Little summary of current inpatients on my ward - every single one has Covid-19 because we are one of two "Hot" all covid wards

28 patients
Age 67 -100 - median 83
60% continuous Oxygen
60% i.v. fluids
40 % i.v. antibiotics
60% steroids
Median N.E.W.S. 4 (range 0-10)
Pre-existing long term medical conditions (the norm for hospital inpatients by the way - well before Covid -19)

Dementia/Cognitive Impairment 9/28
Chronic Lung Disease 11/28
Chronic heart failure/IHD 9/28
Diabetes 10/28
Moderate/Severe frailty 25/28
Bonus acute delirium 7/28
So what is the point of this?
Well....they nearly all have spouses, adult children, grandchildren or siblings
Many of them are no older than my parents or yours
They have contributed to our society and economy over many years
They are as entitled to healthcare as any citizen
Not only are accusations of mass denial of care based on age or co morbidities far fetched - this is the core business of acute general hospitals (and much elective and primary and social care)

But.....
But....are people *really* suggesting when they bang on about "all the people who died are over 80 or at least over 60 with pre-existing conditions"

That - oh well - that's OK then? If they die, they die?

They would NOT be saying that if it was their own family or themselves
to the covid denialists "why are you doing this?" and "wake up sheeple"

It is the NORM for people who are older to be more likely to die from infections & the NORM for people with pre-existing conditions (and the socioeconomically disadvantaged) to die more often
You are also missing the point that younger, fitter people may be less likely to die but they can still infect those more vulnerable people and older people - neither of whom live in some bubble away from the rest of society. They rely on contact and assistance and care
you are missing the point that plenty of people get sick or very sick with Covid-19 who don't die or even get admitted but can still be sick for weeks on end
and that frontline healthcare workers are 3 times more likely to get infected than others (6 times more likely if working in acute bedded areas) and constitute c 1 in 10 people admitted to hospital with Covid - yet these people are of working age and well enough to be working
the undisputed fact that most people who get hospitalised or get very sick or end up on ICU or die are middle aged or older and that many have some hypertension, diabetes, obesity, cancer, dementia, chronic lung or heart disease is an argument for what exactly
Writing them off?
also worth pointing out that if people with cancer catch Covid their death rate is high and that if you want services to work for people without Covid-19 (for instance outpatient and inpatient treatment for cancer) then you have to tackle Covid-19 effectively or else...
or else. there will be no capacity, worsening staffing gaps and serious risk of cross infection in health care settings (which is already an issue)

It is not "either/or"
for those who say "just shield the vulnerable" it is a lovely soundbite but very difficult to do in practice for reasons i have set out
For those who say "just keep the Covid patients away from the rest of us" - they are often very sick.
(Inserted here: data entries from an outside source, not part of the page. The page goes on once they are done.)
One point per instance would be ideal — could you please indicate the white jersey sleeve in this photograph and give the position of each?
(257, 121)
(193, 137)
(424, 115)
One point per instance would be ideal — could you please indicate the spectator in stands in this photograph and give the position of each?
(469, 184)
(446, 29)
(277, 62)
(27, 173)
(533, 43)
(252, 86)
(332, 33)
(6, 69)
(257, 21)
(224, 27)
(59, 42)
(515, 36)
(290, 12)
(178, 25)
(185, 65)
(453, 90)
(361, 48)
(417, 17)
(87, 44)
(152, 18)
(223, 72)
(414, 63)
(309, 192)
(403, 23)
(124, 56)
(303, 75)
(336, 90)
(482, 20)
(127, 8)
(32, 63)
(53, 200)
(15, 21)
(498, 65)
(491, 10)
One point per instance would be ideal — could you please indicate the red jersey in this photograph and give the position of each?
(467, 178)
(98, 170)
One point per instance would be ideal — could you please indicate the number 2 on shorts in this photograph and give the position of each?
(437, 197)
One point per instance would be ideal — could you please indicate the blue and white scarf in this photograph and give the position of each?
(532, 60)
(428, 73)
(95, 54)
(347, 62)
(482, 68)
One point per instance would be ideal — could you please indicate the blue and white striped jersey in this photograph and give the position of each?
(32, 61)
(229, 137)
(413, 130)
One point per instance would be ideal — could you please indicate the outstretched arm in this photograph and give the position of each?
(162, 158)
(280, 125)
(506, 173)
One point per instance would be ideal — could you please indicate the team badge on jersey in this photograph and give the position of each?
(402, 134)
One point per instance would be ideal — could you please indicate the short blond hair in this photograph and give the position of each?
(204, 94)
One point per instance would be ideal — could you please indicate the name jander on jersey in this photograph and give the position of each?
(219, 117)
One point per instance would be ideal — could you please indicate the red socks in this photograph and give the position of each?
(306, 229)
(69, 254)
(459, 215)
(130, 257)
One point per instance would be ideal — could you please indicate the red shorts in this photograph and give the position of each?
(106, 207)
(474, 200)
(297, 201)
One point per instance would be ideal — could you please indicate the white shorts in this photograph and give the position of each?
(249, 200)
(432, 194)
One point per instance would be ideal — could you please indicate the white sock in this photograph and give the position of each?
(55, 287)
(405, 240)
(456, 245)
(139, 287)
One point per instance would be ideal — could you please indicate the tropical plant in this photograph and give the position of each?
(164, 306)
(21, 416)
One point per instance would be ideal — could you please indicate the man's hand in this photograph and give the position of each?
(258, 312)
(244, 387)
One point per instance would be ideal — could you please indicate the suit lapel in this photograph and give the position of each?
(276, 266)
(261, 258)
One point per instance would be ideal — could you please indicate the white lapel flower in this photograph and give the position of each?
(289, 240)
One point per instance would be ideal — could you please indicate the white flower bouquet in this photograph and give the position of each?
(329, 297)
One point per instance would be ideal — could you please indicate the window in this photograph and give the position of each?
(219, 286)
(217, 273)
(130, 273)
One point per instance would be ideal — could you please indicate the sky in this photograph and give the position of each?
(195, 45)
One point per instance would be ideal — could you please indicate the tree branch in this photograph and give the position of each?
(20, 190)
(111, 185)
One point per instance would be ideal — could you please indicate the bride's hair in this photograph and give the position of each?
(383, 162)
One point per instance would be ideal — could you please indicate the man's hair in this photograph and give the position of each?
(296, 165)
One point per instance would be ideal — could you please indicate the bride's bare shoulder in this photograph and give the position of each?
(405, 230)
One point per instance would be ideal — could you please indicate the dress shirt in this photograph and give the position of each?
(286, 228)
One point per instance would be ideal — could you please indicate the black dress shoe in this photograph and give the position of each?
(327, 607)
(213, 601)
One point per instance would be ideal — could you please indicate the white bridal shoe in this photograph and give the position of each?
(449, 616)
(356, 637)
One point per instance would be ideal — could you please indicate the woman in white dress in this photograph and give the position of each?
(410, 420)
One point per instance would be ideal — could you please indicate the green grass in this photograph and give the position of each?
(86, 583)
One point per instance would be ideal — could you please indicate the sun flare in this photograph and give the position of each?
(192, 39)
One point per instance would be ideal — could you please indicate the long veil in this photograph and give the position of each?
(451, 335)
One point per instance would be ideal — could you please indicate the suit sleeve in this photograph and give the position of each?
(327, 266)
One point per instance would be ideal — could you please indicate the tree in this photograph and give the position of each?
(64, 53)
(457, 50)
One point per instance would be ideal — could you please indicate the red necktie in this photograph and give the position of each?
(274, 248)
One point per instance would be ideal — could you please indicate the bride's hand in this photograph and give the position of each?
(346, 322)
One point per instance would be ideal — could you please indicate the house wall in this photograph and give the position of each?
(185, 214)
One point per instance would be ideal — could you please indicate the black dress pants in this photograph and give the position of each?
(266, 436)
When they rock up acutely at hospital with whole range of different problems that require acute care the notion of farming them all out to warehouses (with staff coming from???)
is not feasible in practice and they often need the full facilities of an acute general hospital. Also if c 16,000 people in acute hospitals now with Covid-19 that's a lotta lotta beds (and staff) we'd have to magic up
for those who say "how about keeping all the elective/planned procedures, outpatients investigations away from acute sites where covid patients live) you have a better chance of doing some of this for some people but nowhere near the capacity required to do it for all
so when you hear people repeating on loop that "they are all over 80 or at least over 60 with pre-existing conditions"

I'd ask

"Why are they doing this?" "Do they want these patients written off and denied any treatment?" "What would they say if it was them or their family?"